Let $x_i$ be $N$ unit vectors in $\Bbb R^k$. And let $x_i x_j$ denote the usual dot product. Then
$$\begin{align} 0\leqslant \left(\sum_{i=1}^N x_i\right)^2 &= \sum_{i=1}^N \sum_{j=1}^N x_i x_j \tag1 \\ &= \sum_{i=1}^N x_i^2 + \sum_{\textstyle {1\leqslant i,j \leqslant N \atop j\neq i}} \!\!\! x_i x_j \tag2\\ &= N + 2 \!\!\!\sum_{1\leqslant i < j \leqslant N} \!\!\! x_i x_j \tag 3\\ \end{align}$$
In $(1)$ is used that the dot product is positive semi-definite. The square is just multiplied out. $(2)$ splits the sum into two, one sum over $i=j$ and one sum over $i\neq j$. In $(3)$ use that $x_i^2=1$ and that the dot product is symmetric, thus can sum over indices $i < j$ provided that sum is multiplied by 2. Finally, subtract $N$ and divide by 2:
$$ \sum_{1\leqslant i < j \leqslant N} \!\!\! x_i x_j \geqslant -\frac N2 $$
which is your inequality written in a bit different notation.

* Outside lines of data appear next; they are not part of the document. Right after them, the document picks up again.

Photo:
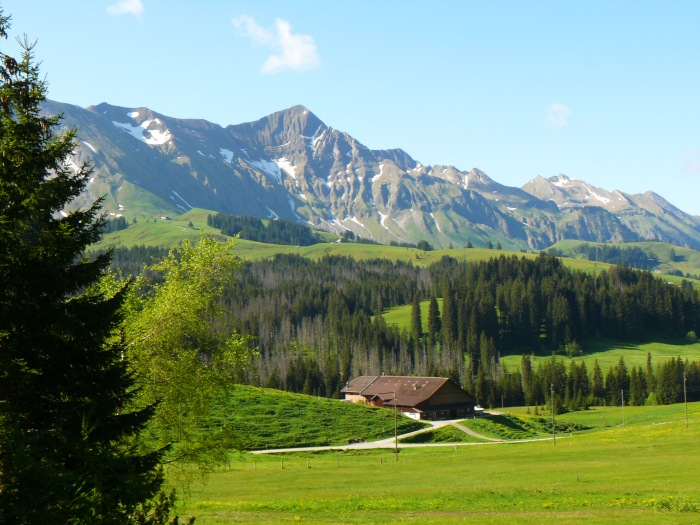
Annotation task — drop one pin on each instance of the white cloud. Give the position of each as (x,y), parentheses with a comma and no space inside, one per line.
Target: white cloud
(691,164)
(126,7)
(296,52)
(558,116)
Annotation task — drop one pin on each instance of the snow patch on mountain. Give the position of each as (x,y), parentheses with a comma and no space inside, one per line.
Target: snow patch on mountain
(227,154)
(435,221)
(152,137)
(382,220)
(356,221)
(287,167)
(268,167)
(563,182)
(596,196)
(183,200)
(381,170)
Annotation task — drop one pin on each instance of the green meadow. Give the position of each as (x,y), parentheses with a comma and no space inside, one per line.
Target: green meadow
(608,354)
(642,472)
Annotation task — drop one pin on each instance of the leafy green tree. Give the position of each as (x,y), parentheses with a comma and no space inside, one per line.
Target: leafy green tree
(69,447)
(183,361)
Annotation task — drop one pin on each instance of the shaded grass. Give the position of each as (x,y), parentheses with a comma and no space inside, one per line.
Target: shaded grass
(263,418)
(640,473)
(509,426)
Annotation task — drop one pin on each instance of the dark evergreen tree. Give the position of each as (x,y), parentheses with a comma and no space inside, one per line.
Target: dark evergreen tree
(416,324)
(433,320)
(68,428)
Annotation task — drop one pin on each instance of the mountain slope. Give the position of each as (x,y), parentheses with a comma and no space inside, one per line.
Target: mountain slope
(293,166)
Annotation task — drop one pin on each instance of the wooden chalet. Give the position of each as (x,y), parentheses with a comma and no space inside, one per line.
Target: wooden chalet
(416,397)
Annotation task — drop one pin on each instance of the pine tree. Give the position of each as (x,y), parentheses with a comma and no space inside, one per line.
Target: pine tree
(68,430)
(433,320)
(416,324)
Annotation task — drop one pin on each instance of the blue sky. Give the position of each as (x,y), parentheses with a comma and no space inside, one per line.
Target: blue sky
(604,91)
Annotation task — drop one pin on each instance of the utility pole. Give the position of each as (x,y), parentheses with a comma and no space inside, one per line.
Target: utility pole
(554,432)
(396,429)
(685,400)
(622,404)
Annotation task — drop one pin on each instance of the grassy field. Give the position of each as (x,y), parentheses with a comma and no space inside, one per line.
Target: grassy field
(608,354)
(265,418)
(157,231)
(671,258)
(644,472)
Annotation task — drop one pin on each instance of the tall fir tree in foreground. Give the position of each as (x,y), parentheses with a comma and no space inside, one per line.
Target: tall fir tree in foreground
(69,447)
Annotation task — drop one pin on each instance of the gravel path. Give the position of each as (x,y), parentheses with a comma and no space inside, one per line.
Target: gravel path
(389,442)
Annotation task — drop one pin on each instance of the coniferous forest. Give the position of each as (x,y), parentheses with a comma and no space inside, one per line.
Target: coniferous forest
(317,324)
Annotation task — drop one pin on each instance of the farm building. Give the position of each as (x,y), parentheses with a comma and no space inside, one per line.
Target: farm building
(416,397)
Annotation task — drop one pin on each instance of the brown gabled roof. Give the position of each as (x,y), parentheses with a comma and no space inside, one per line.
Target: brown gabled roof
(410,391)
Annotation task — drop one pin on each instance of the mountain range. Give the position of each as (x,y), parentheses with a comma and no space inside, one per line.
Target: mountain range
(290,165)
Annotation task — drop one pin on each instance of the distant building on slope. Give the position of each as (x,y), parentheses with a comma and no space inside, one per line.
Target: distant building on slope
(416,397)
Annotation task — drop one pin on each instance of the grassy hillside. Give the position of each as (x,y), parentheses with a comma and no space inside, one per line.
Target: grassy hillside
(157,231)
(264,418)
(671,258)
(641,473)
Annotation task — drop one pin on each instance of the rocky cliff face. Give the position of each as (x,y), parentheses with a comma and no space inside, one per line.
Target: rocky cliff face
(293,166)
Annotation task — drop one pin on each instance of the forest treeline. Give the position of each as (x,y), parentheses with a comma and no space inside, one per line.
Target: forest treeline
(276,231)
(632,256)
(318,323)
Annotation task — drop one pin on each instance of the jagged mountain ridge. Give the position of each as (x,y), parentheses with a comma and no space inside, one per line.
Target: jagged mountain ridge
(293,166)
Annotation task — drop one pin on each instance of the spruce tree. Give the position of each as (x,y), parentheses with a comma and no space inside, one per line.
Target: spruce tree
(69,448)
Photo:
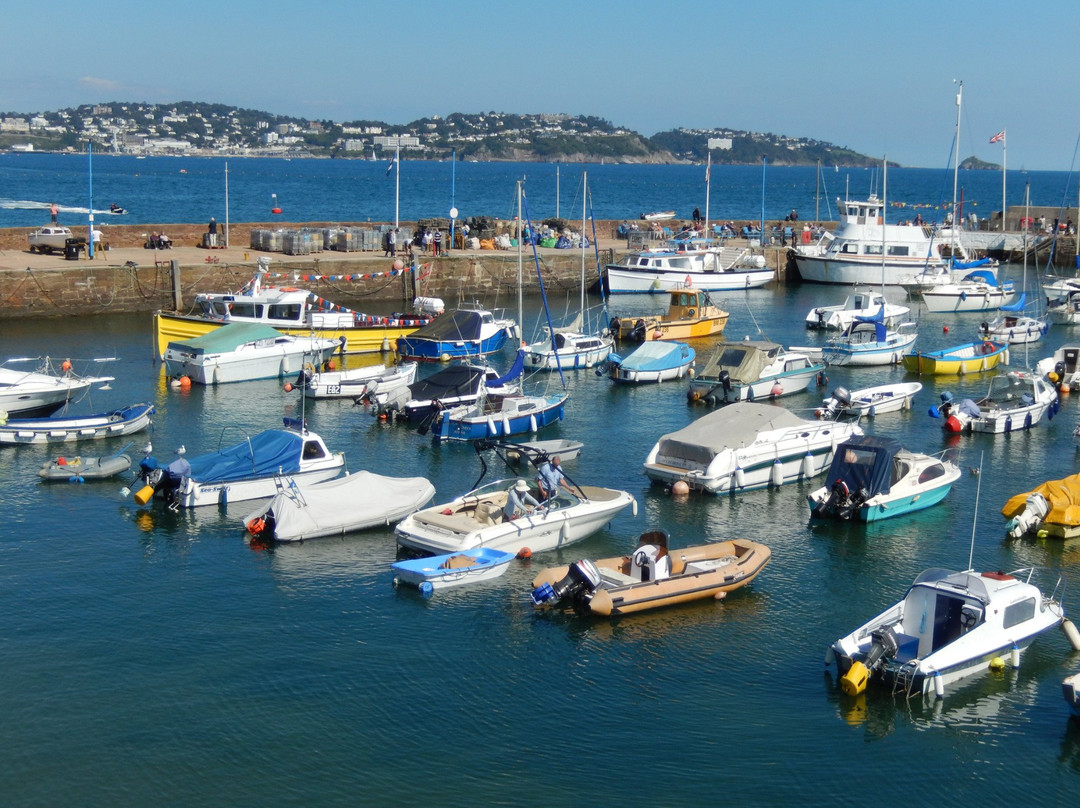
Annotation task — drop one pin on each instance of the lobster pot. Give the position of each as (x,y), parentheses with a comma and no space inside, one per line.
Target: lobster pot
(295,243)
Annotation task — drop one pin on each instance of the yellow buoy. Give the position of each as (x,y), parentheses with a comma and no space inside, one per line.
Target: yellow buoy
(854,681)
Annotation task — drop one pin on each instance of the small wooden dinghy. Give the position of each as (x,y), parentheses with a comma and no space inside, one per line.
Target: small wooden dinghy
(651,576)
(79,469)
(451,569)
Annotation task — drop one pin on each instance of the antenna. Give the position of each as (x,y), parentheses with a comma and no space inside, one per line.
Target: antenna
(979,485)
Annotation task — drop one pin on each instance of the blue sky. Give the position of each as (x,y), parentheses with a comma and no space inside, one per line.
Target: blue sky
(873,77)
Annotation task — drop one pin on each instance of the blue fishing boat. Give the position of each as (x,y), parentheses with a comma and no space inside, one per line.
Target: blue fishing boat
(873,477)
(650,362)
(456,334)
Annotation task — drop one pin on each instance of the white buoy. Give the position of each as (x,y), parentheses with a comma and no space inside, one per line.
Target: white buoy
(1070,631)
(777,475)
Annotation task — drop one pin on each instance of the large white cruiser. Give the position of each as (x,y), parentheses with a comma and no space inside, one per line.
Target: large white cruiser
(865,250)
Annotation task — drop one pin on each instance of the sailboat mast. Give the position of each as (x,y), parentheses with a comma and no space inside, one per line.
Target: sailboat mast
(584,186)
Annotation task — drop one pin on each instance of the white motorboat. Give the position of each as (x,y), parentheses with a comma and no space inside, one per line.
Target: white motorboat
(748,371)
(476,519)
(860,303)
(1015,400)
(431,573)
(868,342)
(873,479)
(869,401)
(675,267)
(977,291)
(746,446)
(375,382)
(50,239)
(1064,364)
(356,501)
(947,627)
(42,391)
(244,352)
(247,470)
(853,252)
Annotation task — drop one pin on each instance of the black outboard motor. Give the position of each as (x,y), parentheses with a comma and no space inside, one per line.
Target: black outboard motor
(582,579)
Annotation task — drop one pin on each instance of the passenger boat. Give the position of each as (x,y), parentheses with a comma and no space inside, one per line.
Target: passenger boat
(977,291)
(958,361)
(853,253)
(858,304)
(869,401)
(457,334)
(650,362)
(675,267)
(949,625)
(868,342)
(748,371)
(1016,400)
(376,382)
(477,519)
(287,309)
(690,313)
(1050,509)
(112,423)
(651,577)
(80,468)
(301,510)
(244,352)
(745,446)
(873,479)
(247,470)
(1064,364)
(42,391)
(451,569)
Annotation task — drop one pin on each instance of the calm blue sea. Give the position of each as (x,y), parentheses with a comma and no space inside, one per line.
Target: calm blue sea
(157,659)
(178,189)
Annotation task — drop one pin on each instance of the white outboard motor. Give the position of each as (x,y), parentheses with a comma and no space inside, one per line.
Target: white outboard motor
(1036,509)
(582,579)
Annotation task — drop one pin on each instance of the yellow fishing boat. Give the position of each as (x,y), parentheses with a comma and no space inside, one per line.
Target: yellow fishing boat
(651,576)
(289,310)
(690,313)
(959,361)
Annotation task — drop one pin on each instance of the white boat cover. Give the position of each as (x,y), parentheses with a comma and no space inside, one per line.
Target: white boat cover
(731,428)
(353,502)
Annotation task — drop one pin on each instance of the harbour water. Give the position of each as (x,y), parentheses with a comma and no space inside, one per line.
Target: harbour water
(181,189)
(158,659)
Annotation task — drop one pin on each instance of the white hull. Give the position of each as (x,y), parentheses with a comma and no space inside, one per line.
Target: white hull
(238,490)
(626,281)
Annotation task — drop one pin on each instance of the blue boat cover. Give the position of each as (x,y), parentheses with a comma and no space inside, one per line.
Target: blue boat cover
(659,357)
(451,326)
(986,275)
(259,457)
(514,372)
(1018,306)
(864,462)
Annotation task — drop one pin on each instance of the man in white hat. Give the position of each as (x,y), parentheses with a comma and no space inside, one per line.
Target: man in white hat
(518,500)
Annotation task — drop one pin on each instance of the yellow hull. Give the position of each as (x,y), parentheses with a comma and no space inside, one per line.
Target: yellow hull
(359,339)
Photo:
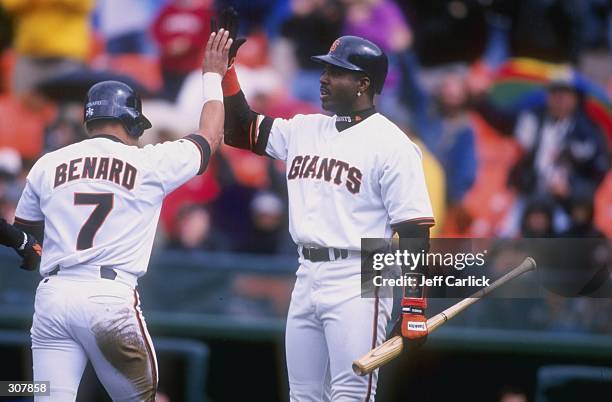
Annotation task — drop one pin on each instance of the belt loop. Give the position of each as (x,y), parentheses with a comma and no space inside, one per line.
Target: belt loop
(107,272)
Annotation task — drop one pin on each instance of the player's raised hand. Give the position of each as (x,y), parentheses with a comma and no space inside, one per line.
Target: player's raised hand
(216,53)
(229,20)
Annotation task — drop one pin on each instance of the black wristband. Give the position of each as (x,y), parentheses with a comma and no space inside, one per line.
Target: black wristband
(10,236)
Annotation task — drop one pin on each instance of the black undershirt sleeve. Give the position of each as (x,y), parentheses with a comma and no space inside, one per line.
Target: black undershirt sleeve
(35,228)
(9,236)
(243,129)
(414,238)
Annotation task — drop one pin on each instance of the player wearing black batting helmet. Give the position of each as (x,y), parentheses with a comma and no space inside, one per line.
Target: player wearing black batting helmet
(358,54)
(350,175)
(116,100)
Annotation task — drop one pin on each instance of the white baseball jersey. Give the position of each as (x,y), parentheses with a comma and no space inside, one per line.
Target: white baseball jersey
(100,199)
(349,184)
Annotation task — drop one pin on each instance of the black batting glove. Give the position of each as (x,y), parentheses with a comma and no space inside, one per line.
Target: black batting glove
(229,20)
(30,252)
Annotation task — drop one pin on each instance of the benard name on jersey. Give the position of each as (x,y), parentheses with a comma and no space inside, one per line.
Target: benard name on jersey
(110,169)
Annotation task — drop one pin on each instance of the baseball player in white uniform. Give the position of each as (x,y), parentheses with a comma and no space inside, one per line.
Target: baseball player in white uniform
(352,175)
(98,203)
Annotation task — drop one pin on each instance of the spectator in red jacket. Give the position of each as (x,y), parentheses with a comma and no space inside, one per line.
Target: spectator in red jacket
(179,30)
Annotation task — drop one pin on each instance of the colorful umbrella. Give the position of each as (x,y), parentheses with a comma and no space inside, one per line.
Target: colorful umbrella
(521,83)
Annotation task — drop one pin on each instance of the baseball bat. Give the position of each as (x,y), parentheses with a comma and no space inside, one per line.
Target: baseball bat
(392,347)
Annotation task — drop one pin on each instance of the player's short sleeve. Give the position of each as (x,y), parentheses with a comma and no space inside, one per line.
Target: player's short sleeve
(28,207)
(403,187)
(175,162)
(279,135)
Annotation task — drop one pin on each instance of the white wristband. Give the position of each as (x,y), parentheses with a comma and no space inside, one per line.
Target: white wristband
(211,87)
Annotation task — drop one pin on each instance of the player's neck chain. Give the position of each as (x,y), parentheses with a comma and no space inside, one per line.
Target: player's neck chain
(345,121)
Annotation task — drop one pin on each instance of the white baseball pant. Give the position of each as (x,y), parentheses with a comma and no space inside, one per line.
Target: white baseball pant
(80,316)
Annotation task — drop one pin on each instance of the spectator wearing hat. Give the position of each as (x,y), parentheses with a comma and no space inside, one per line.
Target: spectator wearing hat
(564,153)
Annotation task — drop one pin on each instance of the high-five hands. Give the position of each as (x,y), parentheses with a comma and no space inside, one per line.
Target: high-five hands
(216,53)
(229,20)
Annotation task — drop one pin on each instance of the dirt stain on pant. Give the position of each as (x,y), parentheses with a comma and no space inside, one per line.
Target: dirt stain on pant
(121,342)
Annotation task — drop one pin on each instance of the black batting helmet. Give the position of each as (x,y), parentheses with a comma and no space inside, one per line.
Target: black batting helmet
(116,100)
(358,54)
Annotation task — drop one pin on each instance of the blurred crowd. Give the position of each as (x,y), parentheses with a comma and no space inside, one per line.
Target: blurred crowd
(508,99)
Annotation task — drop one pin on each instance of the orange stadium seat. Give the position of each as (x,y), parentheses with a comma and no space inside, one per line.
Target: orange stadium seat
(23,128)
(143,69)
(489,199)
(7,60)
(603,206)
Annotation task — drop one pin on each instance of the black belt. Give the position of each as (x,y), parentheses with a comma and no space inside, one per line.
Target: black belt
(106,272)
(320,254)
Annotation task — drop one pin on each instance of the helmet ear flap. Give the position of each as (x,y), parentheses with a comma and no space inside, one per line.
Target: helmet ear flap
(132,122)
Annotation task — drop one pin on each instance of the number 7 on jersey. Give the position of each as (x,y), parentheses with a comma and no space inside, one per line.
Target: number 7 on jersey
(104,204)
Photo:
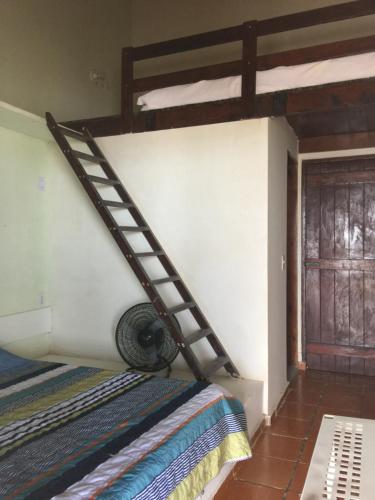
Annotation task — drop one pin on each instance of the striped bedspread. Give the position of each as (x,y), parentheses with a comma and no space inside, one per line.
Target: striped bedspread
(80,433)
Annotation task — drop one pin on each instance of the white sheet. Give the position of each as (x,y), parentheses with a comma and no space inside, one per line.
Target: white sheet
(272,80)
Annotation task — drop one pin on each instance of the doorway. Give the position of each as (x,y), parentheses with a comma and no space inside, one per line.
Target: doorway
(338,258)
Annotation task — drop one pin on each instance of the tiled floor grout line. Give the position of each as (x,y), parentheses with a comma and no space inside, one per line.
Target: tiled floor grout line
(307,399)
(303,446)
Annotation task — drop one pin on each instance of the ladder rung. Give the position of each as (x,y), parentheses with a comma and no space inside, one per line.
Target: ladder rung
(117,204)
(168,279)
(215,365)
(149,254)
(181,307)
(103,180)
(134,229)
(87,157)
(73,133)
(198,335)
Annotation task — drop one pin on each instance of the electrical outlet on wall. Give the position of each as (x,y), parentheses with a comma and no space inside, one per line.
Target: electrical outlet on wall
(99,78)
(41,183)
(283,262)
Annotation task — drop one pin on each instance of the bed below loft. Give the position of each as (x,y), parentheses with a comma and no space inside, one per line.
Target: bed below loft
(80,432)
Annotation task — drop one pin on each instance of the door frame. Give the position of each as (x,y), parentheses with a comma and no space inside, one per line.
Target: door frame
(292,292)
(329,162)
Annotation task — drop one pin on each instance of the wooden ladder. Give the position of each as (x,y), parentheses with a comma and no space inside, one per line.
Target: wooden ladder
(134,259)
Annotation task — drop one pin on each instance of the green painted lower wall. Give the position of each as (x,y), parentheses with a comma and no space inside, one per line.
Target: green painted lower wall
(24,222)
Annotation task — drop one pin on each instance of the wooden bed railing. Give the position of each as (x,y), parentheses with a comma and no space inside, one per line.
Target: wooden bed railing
(247,33)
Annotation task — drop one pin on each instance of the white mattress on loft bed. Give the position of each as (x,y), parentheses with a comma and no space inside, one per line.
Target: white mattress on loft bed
(272,80)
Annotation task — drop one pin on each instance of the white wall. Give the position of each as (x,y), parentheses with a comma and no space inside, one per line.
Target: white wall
(214,196)
(49,47)
(281,141)
(203,191)
(24,222)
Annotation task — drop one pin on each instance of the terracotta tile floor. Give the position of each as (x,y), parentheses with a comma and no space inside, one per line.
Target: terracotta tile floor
(282,452)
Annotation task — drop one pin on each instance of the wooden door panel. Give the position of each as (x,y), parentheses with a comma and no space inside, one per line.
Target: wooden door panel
(342,307)
(313,305)
(339,265)
(369,221)
(327,222)
(356,221)
(356,299)
(342,222)
(327,306)
(312,221)
(369,302)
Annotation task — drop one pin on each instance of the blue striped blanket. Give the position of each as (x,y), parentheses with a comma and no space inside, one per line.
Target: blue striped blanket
(81,433)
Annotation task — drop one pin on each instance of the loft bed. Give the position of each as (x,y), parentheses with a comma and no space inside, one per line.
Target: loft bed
(340,107)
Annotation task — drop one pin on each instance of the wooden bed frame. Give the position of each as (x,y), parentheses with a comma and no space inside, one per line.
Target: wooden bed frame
(336,109)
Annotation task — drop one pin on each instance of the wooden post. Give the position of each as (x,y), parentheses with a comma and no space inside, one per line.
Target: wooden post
(127,78)
(249,63)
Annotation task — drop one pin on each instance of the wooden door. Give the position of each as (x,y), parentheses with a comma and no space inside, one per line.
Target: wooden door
(339,264)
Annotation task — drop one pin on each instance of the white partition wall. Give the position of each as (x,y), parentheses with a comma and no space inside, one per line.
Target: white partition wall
(215,197)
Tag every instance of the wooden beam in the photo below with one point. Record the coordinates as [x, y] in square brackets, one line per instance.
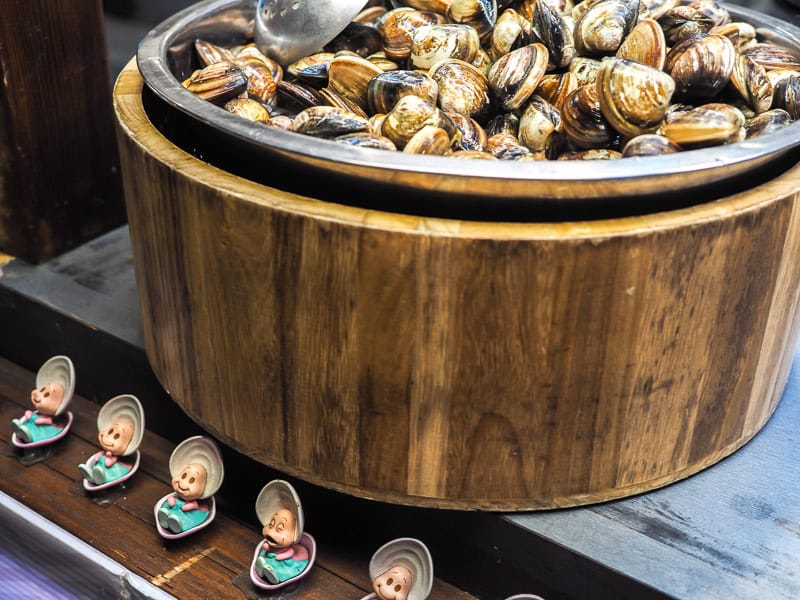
[59, 165]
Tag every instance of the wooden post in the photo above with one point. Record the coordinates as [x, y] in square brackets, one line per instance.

Notice that nowhere is needed that $N$ is even, so the inequality holds for any $N\in\Bbb N$.
And notice that this also gives an upper bound of $(N^2-N)/2$ for the sum. This upper bound cannot be improved because it is attained if all vectors coincide, say $x_i=x_1$ so that $x_ix_j = 1$ for all $i$, $j$.